Virou bagunça. O confuso "movimento espírita" brasileiro não pode ser esclarecedor se ele apresenta situações e abordagens bastante contraditórias e especulativas. Ficamos imaginando se Allan Kardec, sempre inclinado à busca do esclarecimento e da coerência, visse o que fizeram com a doutrina que ele sistematizou e ele ficaria pasmo com o que aconteceu.
Como um professor diante do vandalismo dos alunos, Kardec ficaria chocado. E ele lamentaria sobretudo as desordens que Francisco Cândido Xavier causou, os escândalos e dissabores que ele provocou com suas molecagens "mediúnicas", com a usurpação da memória dos mortos, com seu moralismo ultraconservador e com seu habitual coitadismo.
Pois o homem que usurpou os escritores do além e os anônimos cidadãos falecidos recebeu o "troco" de sua "mediunidade" e, treze anos após seu falecimento, alguns supostos médiuns agora falam em seu nome. O principal deles é o baiano Ariston Santana Teles, ou simplesmente Ariston Teles.
Ariston afirma ter conhecido Chico Xavier em 1980 em Uberaba. Ele viu o anti-médium mineiro pela última vez em 1999. Ariston é funcionário da Câmara dos Deputados e afirma ser médium psicofônico, que "recebe espíritos" pela voz. Ele cuida de um "centro espírita", em Brasília, chamado Monte Alverne, que realiza palestras, tratamentos espirituais e sopão.
Embora Ariston tenha escrito um livro com o filho adotivo de Chico Xavier, Eurípedes Higino - responsável pelo mausoléu do anti-médium, em Uberaba - , este afirma que não recebeu de Chico qualquer código referente à psicofonia, mas tão somente a psicografias.
Sabe-se que, em 1998, Chico Xavier teria se reunido com três pessoas, Eurípedes Higino, o xará deste, médico Eurípedes Vieira e a amiga Kátia Maria, esta já falecida.
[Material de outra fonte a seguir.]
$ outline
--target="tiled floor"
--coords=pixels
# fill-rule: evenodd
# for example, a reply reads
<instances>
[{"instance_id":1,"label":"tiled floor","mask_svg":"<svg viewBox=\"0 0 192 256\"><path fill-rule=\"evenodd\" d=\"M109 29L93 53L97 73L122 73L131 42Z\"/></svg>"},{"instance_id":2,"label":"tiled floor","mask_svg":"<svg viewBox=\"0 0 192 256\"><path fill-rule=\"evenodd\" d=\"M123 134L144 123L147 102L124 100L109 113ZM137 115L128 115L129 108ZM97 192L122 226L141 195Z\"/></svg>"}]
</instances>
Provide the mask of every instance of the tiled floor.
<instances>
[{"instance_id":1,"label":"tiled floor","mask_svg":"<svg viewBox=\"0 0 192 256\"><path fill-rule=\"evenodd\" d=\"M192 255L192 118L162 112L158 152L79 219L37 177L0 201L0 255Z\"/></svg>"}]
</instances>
Ele teria dado a essas pessoas uma espécie de "senha" ou "código secreto" que os faria identificar a veracidade das mensagens espirituais atribuídas ao anti-médium.
Amigo de Chico Xavier, o médico Elias Barbosa, todavia, reconhece veracidade em algumas dessas mensagens, incluindo a de Ariston Teles, por causa da "superioridade moral presente nas palavras". Como amostra, em outra oportunidade divulgaremos a mensagem que o "espírito Chico Xavier" enviou sobre a tragédia de Santa Maria, no Rio Grande do Sul, em 30 de janeiro de 2013.
Já Divaldo Franco, que acredita que Chico Xavier "poderá voltar a reencarnar na Terra", disse que "incorporar Chico Xavier daria certo status a um médium", embora recomendasse "muita cautela" nesse processo "mediúnico".
Para completar a confusão, Ariston Teles compartilha da visão absurda - que a lógica garante, por definitivo, ser absolutamente impossível de acontecer - de que Chico Xavier é reencarnação de Allan Kardec. Ariston fez essa declaração com as seguintes palavras, em uma entrevista dada em 2012 para o jornal A Gazeta, de Vitória (ES), a respeito de Chico ter sido Kardec:
"Sim. Ele fez essa declaração nos últimos anos antes de morrer a pessoas da sua intimidade. Uma delas foi seu filho, Eurípedes Higino dos Reis. Essa declaração está no livro "Chico Xavier, apóstolo do Brasil". É um assunto que gera muita polêmica, inclusive no meio espírita. Há correntes que acreditam; outras, que não. Eu não acreditava, mas, depois que passei a incorporar o espírito dele, tive visões e passei a crer".
Com toda a certeza, essa visão é absurda. E que toda esta série de contradições torna o "espiritismo" brasileiro bastante confuso. E, se há muita confusão e contradição, a coerência não irá residir nesse lodo de visões que se chocam entre si.
Com a máxima, a mais segura e a mais absoluta certeza, Chico Xavier nunca teria sido Allan Kardec. Nem mesmo hipóteses e argumentos verossímeis conseguirão provar. Isso porque Kardec, homem de firme coerência, nunca teria voltado à Terra na forma de um confuso caipira ultraconservador e católico fervoroso que só causou problemas para a Doutrina Espírita.
Portanto, seria um grande desrespeito a Allan Kardec, um dos piores e mais aberrantes ultrajes à sua pessoa, atribuir a ele uma reencarnação na forma de uma figura tão confusa e contraditória quanto Chico Xavier. Seria esculhambar com o professor lionês e sua coerência.